As it turns out, Penney's attempt to wean its customers cold turkey off of the crazy couponing of old has failed to generate either the number of visits (down 10 percent in Q1) or market basket rings (minus five percent) that Mr. Johnson and company have been seeking.
"I don't know that we're giving up customers. Our customer is clearly buying less with fewer visits in the short term, but we want to earn her back, earn him back," Mr. Johnson told analysts at a presentation, according to Advertising Age.
J.C. Penney shares dropped more than 20 percent yesterday on the news, the single biggest decline since the company was first listed on the New York Stock Exchange in 1929.

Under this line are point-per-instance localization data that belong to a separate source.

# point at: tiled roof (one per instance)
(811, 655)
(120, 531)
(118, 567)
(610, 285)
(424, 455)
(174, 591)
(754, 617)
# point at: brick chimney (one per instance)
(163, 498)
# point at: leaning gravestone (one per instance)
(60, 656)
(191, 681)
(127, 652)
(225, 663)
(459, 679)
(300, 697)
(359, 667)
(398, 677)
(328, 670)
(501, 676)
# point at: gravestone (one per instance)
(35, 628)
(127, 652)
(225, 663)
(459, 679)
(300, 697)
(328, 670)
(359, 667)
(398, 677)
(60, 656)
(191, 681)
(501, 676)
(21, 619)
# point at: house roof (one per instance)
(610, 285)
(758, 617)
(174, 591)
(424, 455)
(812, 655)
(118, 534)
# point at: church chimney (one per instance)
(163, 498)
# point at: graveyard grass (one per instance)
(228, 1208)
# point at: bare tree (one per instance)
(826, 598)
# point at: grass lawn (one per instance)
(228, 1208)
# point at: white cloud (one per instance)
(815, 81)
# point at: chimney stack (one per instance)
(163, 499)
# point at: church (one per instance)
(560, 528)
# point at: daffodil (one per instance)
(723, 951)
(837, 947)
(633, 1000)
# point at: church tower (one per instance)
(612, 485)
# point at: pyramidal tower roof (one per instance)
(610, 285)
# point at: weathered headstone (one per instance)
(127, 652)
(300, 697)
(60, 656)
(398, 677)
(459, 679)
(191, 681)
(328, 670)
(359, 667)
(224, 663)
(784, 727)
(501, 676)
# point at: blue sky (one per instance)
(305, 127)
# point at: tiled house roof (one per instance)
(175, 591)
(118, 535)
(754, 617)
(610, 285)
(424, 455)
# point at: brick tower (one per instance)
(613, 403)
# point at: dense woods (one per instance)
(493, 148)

Mr. Johnson pointed his finger at a failure of the company's advertising to communicate to customers that they are getting a better deal today with "fair and square" than they were during Penney's previous coupon days.
Roxanne McKenzie told The Wall Street Journal that she used to shop at the department store on a weekly basis for herself and her grandchildren, but has cut back since Penney changed its pricing structure.
"I shop less now because I don't have a coupon," Ms. McKenzie told the Journal.
While consumers have yet to flock to Penney, Mr. Johnson and, more importantly, the company's largest shareholder William Ackman have voiced confidence the company will get turned around. Optimists point to ongoing store remodels, the addition of exclusive brand lines, cross-channel integration efforts and a marketing program designed to educate consumers as reasons to believe same-store numbers will begin to trend more positively in upcoming quarters.
Are you more or less optimistic today about Ron Johnson's plan to turn J.C. Penney around than you were at the beginning of the year?